I like to get drenched as I play in the puddles of nature's creation and to make my way through the blanket of wetness that soaks my body and fills my soul with joy.
           
I like to watch the palms move in the mist and a thousand other trees stand in exaltation as they, almost in unison, sway to the hymn of nature. 
           
And, I see God in the rain.  I feel Him in the mist and sense Him in the breeze.  He is near in the moving clouds and present in the little streams that make their way to join other streams as they move to destinations chosen either by nature or construction.
           
Rain mystifies me and reaches depths in my nature that ever remind me I am baptized in drops of water that flow, not from the sky, but from a well whose waters not only refresh my body but energizes my soul, a well of water whose depths know no limits, whose Source is God, and whose drenching is eternal life. 

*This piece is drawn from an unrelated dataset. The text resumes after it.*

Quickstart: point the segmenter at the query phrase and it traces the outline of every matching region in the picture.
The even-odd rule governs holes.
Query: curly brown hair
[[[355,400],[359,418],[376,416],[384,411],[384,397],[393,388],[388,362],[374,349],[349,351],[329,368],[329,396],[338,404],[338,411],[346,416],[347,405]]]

I recently read somewhere this probing thought of Anglican Priest, Philip Gill.  He said, “‘I am baptized!’ Apparently Martin Luther, the great 16th century figure of the reformation used to take great comfort from these words. When it seemed to him that the whole church had left the precepts of the Gospel, when he was under scrutiny from Church officials as to the truth of his beliefs, when his life was under threat and when he suffered self-doubt he would boldly claim, ‘I am baptized’” (http://www.whatchristianswanttoknow.com).

I am baptized.  I’m no Martin Luther but I am baptized.  I am baptized in the life of Jesus.  By a grace I do not deserve I have been invited to live in light of the baptismal waters that declare, “it is no longer I who live, but Christ lives in me; and the life which I now live in the flesh I live by faith in the Son of God, who loved me and gave Himself up for me” (Galatians 2:20).